ARCHIVES AUGUST 2016 by Barbara Turk

On the heels of the Tulelake Internment Camp 2016 Pilgrimage, which many of us and our “UU friends in peace” attended, I share thoughts from August 1945, and beyond.

The justification of bombing Hiroshima and Nagasaki will be argued until dooms day, either man-made, or when the Universe just tires completely of humankind’s stupidity.

You’ve all read about the 1000 cranes girl, Sadako Sasaki.  There’s a Peace Park in the center of Hiroshima, not far from where the bomb was dropped (Sadako was 2), and the Children’s Peace Memorial honors her, and reminds all:

                   “This is our cry, This is our prayer, Peace in the world”  

After her death at 12, her school friends formed a paper crane club to honor her, and eventually students from 3,100 schools and nine foreign countries gave money for the monument.  Sadako’s figure on the monument holds a golden crane.

Still today, world-wide, children fold and send paper cranes to be placed at Sadako’s statue at the Children’s Peace Memorial, “In remembrance of all child-victims of nuclear and conventional war”.

An older brother of Sadako and family members have donated some of her cranes to places of importance around the world, including the 911 Memorial in NewYork City, and Pearl Harbor, Hawaii.
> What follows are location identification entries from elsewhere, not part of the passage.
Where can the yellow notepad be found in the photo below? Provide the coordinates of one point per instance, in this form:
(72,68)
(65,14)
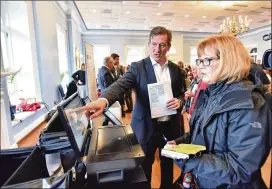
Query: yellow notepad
(182,151)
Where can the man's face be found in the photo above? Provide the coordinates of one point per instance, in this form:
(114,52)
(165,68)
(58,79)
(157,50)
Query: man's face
(116,61)
(110,63)
(158,47)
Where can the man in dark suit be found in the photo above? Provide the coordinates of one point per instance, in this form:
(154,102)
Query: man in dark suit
(118,72)
(105,76)
(153,69)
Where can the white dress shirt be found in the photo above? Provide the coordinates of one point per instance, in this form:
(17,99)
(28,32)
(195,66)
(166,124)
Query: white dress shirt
(162,75)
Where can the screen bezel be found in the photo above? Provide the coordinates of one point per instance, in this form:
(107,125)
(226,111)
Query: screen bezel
(108,114)
(79,152)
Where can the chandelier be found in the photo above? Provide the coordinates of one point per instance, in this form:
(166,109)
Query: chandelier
(235,26)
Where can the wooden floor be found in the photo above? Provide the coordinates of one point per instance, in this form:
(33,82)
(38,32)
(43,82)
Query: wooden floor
(32,139)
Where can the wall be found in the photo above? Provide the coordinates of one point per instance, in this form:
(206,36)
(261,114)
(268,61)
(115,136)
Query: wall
(117,42)
(43,17)
(256,38)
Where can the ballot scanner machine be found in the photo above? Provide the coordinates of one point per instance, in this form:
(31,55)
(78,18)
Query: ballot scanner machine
(110,152)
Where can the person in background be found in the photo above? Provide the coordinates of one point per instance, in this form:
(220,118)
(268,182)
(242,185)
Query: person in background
(182,68)
(183,72)
(106,79)
(149,132)
(257,75)
(79,76)
(231,119)
(268,75)
(71,89)
(191,92)
(105,76)
(118,71)
(128,95)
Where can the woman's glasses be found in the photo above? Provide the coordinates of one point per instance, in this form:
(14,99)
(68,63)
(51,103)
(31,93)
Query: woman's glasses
(205,61)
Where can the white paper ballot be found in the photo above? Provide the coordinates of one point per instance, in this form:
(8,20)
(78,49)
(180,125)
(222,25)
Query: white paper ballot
(159,94)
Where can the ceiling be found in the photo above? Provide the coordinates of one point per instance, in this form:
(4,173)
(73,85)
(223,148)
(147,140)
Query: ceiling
(191,16)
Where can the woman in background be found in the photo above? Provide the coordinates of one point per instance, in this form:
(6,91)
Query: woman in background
(231,119)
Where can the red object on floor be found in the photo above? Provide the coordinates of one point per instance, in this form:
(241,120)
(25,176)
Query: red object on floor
(31,107)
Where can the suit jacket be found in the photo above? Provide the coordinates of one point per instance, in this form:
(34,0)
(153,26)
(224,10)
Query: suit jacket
(119,72)
(105,78)
(139,75)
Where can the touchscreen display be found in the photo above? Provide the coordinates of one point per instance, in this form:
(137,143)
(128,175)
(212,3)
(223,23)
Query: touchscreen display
(112,118)
(77,121)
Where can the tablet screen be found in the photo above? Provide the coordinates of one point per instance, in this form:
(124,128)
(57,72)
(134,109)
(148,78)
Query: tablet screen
(77,121)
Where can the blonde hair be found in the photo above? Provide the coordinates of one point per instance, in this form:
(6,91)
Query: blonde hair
(234,59)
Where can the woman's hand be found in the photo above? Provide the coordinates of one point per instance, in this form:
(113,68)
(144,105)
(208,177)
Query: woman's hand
(188,94)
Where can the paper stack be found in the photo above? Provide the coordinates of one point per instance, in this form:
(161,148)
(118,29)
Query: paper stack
(182,151)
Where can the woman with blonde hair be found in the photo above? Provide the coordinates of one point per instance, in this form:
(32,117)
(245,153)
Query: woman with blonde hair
(231,119)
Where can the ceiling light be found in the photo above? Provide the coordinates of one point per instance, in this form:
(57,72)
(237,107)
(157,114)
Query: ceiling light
(160,3)
(235,25)
(222,4)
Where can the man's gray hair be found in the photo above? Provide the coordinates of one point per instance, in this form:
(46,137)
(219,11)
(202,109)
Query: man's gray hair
(106,60)
(160,30)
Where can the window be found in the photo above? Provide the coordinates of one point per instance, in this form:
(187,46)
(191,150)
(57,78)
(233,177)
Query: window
(16,47)
(134,53)
(100,52)
(63,60)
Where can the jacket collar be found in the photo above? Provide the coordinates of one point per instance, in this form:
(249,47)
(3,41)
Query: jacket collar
(151,72)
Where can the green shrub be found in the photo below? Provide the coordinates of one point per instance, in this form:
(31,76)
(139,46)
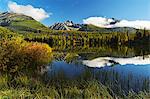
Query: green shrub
(16,53)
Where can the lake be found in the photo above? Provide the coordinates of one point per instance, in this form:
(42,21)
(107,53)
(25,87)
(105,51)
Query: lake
(121,70)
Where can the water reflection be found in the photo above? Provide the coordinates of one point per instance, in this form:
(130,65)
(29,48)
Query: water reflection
(109,61)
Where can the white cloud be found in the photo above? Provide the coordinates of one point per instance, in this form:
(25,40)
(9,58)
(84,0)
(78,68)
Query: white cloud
(105,22)
(38,14)
(105,61)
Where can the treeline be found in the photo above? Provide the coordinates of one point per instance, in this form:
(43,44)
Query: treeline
(16,53)
(81,38)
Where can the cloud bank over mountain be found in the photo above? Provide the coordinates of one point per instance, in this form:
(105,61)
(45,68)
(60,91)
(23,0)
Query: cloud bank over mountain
(38,14)
(111,23)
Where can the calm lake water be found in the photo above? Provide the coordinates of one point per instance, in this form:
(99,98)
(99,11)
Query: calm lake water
(117,70)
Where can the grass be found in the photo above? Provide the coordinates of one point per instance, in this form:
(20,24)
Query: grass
(25,87)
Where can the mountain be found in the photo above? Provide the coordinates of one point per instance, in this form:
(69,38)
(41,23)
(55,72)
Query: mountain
(68,25)
(92,28)
(20,23)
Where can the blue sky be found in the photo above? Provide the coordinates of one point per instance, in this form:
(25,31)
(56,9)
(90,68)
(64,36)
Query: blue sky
(77,10)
Interestingly, there is also Sadako statue in the Seattle Peace Park.

Our fellowship has its own Peace Pole, a memorial for Oliver Pike-Urlacher, infant son of Connie and Robert.  I believe Rob is caretaker of it since the building fire in 2011.   “Peace on Earth” adorns it in eight languages.  Maybe one day we’ll have a new home and can re-dedicate it.
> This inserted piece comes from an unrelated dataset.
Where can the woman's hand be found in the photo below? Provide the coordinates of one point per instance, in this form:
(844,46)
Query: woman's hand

Within less than 24 hours after “Little Boy” was dropped on Hiroshima August 6,1945, President Truman announced:  “Sixteen hours ago an American airplane dropped one bomb on Hiroshima.  It is an atomic bomb.”

When HST made that announcement I was seven, and have no recollection of my own reaction; nor that of my parents—which today I’m thinking was total bewilderment, but great relief the fighting was done.

My parents’ silence was similar to that of the older Japanese in the ten camps across our nation. For some it took two generations of complete silence before their grandchildren learned of their camp experiences.

A member of the 2016 Pilgrimage Committee noted they continue this project so no one will ever forget, and let such injustice again take place.

What have we learned?  Well, MLK said:

                         “The time is always right to do what is right.”